For Private Equity Firms, Buying New Companies and Laying Off Employees Isn’t Cutting It Anymore
Amid a slowing M&A market, PE firms are now thinking about how to retain interim leaders and hire new staff.
As the mergers and acquisitions market slows down, private equity firms can no longer generate sustained growth by constant dealmaking. Instead, they’ve become more reliant on the value creation process to drive up profit.
Value creation accounted for 68 percent of PE activity in the second quarter, up from 59 percent during the same period last year, according to the latest data from BluWave, a consulting and solutions provider to private equity firms. Meanwhile, due diligence activity went down from 41 percent to 32 percent, signaling a sluggish M&A environment in which valuations in both public and private markets are plummeting.
BluWave measures PE activity by analyzing project requests from over 500 PE firms, including some of the big names like Blackstone and KKR. The goal of each project is to help the PE firm find the most suitable third party for a due diligence or value creation task, such as conducting a market study or coming up with a digital transformation plan.
Sean Mooney, the founder of BluWave, has noticed that value creation activities have been trending upward for the past few years. One reason is that the M&A market is getting more competitive, with more capital chasing a shrinking pool of quality companies. “Prices are going up, and that’s putting pressure on returns,” Mooney said. For this reason, PE firms have begun to contemplate generating cash flows by transforming businesses, instead of acquiring new ones.

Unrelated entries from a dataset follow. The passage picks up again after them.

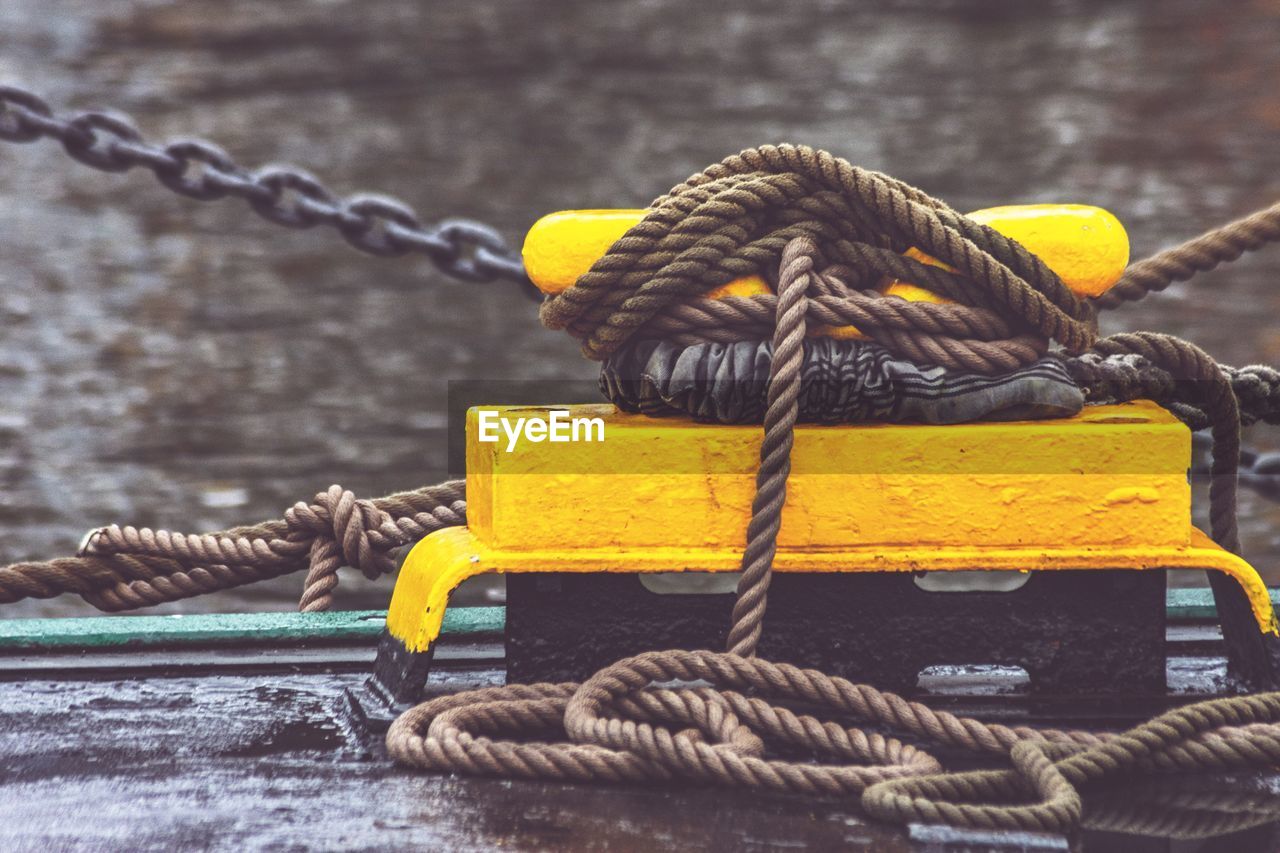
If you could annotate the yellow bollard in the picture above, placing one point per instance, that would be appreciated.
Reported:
(1086, 246)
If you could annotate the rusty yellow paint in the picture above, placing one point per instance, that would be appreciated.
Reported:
(1105, 489)
(1110, 477)
(443, 560)
(1086, 246)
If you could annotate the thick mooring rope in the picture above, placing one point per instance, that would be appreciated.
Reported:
(621, 726)
(831, 231)
(131, 568)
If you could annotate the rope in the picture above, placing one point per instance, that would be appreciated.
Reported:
(1202, 254)
(831, 231)
(736, 217)
(620, 726)
(129, 568)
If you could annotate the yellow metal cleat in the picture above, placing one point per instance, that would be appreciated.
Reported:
(1102, 495)
(1086, 246)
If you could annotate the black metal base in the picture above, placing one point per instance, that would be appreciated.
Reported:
(1073, 632)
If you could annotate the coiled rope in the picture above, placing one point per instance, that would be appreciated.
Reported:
(627, 724)
(831, 231)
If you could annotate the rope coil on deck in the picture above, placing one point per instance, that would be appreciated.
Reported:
(621, 717)
(831, 231)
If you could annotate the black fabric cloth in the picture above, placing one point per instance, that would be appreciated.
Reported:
(841, 382)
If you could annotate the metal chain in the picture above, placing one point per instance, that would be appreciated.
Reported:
(464, 249)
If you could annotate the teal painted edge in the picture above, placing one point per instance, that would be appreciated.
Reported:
(105, 632)
(1198, 602)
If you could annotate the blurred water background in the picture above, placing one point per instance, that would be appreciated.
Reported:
(172, 364)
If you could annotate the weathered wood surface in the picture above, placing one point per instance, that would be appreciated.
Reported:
(188, 366)
(248, 747)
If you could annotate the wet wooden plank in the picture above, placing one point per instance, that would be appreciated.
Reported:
(234, 762)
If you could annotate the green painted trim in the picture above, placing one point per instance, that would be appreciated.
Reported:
(1197, 602)
(104, 632)
(141, 632)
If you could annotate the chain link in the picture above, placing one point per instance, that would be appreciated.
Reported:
(462, 249)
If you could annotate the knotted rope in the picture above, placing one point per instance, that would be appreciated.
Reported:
(128, 568)
(831, 231)
(622, 726)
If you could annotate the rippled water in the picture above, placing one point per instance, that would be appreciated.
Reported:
(186, 365)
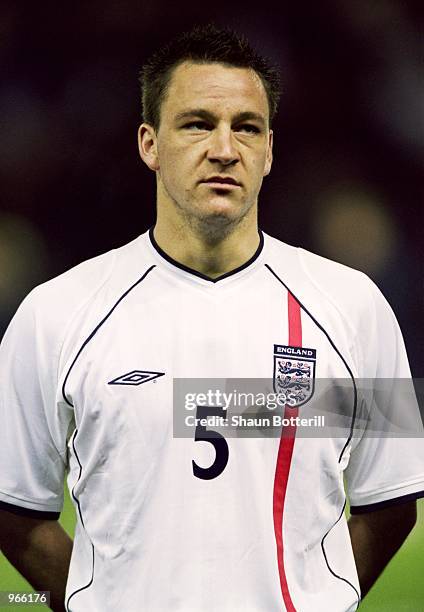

Human capital plays the most important role in the transformation process, according to Mooney. “The notion that all private equity firms do is cut costs and fire people… They can’t do that anymore,” he said. Instead, he added, private equity executives are now thinking about how to retain interim leaders and hire new talent. In the first six months of 2022, 50 percent of value creation activity focused on human capital, followed by operations, sales and marketing, and technology, according to data from BluWave.
But PE firms aren’t creating jobs out of altruism. “They’re doing it because they have to, because that’s how to generate above-market returns [in the current environment],” Mooney said.
Compared to value creation activities, due diligence has received less attention from PE firms. But that doesn’t mean that managers have been slacking off during the due diligence process, Mooney said. As deal flows shrink, PE firms are examining companies more carefully so they can pick the ones that offer the best quality. According to Mooney, BluWave has seen the greatest amount of due diligence activities in technology and healthcare, and the least amount in manufacturing.
Going forward, Mooney expects that value creation will continue to dominate PE activities, with M&A deal flows unlikely to return to their 2021 peaks. “Recession is coming, if it’s not already here,” he said.